Das Eupener Kabelwerk, größter privater Arbeitgeber in Ostbelgien. Foto: Gerd Comouth

Am Donnerstagabend fand im „Jägerhof“ in Eupen eine Vortragsveranstaltung zum Thema „Wirtschaftsstandort DG“ statt. Initiator war die SP. Drei Experten sowie der Fraktionsvorsitzende der SP im PDG, Charles Servaty, referierten über die Lage und die Perspektiven der ostbelgischen Wirtschaft – mit sehr unterschiedichen Schlussfolgerungen.

Die Finanz- und Wirtschaftskrise vor 5 Jahren hat auch vor Belgien und der DG nicht Halt gemacht.
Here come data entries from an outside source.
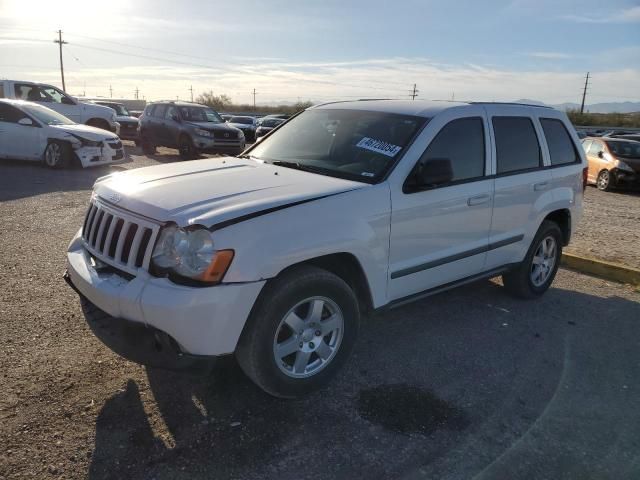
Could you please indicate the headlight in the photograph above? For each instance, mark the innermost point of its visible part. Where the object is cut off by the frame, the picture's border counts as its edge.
(190, 254)
(203, 133)
(624, 166)
(84, 142)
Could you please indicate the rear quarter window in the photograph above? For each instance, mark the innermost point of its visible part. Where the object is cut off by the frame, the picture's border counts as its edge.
(517, 146)
(561, 148)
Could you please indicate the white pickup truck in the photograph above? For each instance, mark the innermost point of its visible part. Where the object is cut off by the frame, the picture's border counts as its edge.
(57, 100)
(346, 208)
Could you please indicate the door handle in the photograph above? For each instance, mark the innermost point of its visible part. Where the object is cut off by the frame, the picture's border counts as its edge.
(478, 200)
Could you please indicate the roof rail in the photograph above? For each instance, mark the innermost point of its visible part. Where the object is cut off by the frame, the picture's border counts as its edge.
(511, 103)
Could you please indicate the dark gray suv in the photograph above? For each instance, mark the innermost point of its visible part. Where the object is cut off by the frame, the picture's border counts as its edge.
(190, 127)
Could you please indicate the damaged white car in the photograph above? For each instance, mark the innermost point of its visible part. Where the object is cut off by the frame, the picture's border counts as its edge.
(29, 131)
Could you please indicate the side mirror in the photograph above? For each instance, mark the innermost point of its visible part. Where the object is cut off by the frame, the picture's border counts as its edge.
(434, 171)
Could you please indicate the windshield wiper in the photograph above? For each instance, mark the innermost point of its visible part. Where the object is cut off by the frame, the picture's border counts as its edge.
(298, 166)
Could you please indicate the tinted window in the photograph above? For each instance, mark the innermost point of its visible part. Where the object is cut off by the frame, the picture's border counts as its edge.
(462, 142)
(10, 114)
(517, 145)
(595, 148)
(159, 111)
(561, 148)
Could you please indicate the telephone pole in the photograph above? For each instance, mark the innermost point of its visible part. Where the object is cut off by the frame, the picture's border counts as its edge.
(61, 42)
(584, 92)
(414, 92)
Die Auswirkungen sind immer noch deutlich spürbar. Dennoch haben Belgien im Allgemeinen und die DG im Besonderen diesen Rückschlag vergleichsweise gut verkraftet.

Das sagte zumindest Charles Servaty, Franktionsvorsitzender der SP im Parlament der DG. „Wir stecken die Krise relativ gut weg“, betonte Servaty einleitend. Doch das sei noch lange kein Grund zur überschwänglichen Freude. Denn trotz eines stabilen und gut funktionierenden Sozialsystems und indexgebundener Löhnen liege ein Großteil der Problematik noch vor uns.

Starker Rückgang an offenen Stellen

Diskussion im "Jägerhof" (im Hintergrund von links): Volker Klinges, Renaud Rahier, Stephan Mathieu und Charles Servaty. Foto: Jannis Mattar

Diskussion im „Jägerhof“ (im Hintergrund von links): Volker Klinges, Renaud Rahier, Stephan Mathieu und Charles Servaty. Foto: Jannis Mattar

Stephan Mathieu, Vertreter des Wirtschafts- und Sozialrates der DG (WSR), wies darauf hin, dass Ostbelgien sich in manchen Bereichen zahlenmäßig wieder in Richtung 2009 begibt, dem Jahr des großen Einsturzes. „Bereits im Jahr 2012 hatten wir einen starken Rückgang an offenen Stellen zu verzeichnen“, so Mathieu, „und auch die Prognose für 2013 sieht nicht gut aus.“

Allerdings gab Mathieu zu bedenken, dass dies nicht auf eine Unproduktivität der DG zurückzuführen sei. Die Statistiken zeigten vielmehr, dass wir angesichts unserer geringen Größe gar nicht so schlecht abschneiden.

Ähnlich stellte sich auch die These von Gewerkschaftsvertreter (FGTB) Renaud Rahier dar. Ihm zufolge ist trotz der großen Krise und der damit verbundenen Rückschritte der durchschnittliche Umsatz der hiesigen Unternehmen seit 2005 gestiegen. „Auch das Eigenkapital steigt, es wird kräftig Geld in die Wirtschaft gepumpt, selbst die Gewinne und Dividenden steigen stetig“, fasste Rahier grob zusammen. „Zudem zahlen die Unternehmen durchschnittlich 8% weniger Steuern als gesetzlich festgelegt.“ Dennoch sinke der Anteil der Löhne am Umsatz. „Das durchschnittliche Einkommen steigt zwar, aber nicht gleichmäßig mit dem Index. Wir verlieren konsequent an Kaufkraft“, so Rahier.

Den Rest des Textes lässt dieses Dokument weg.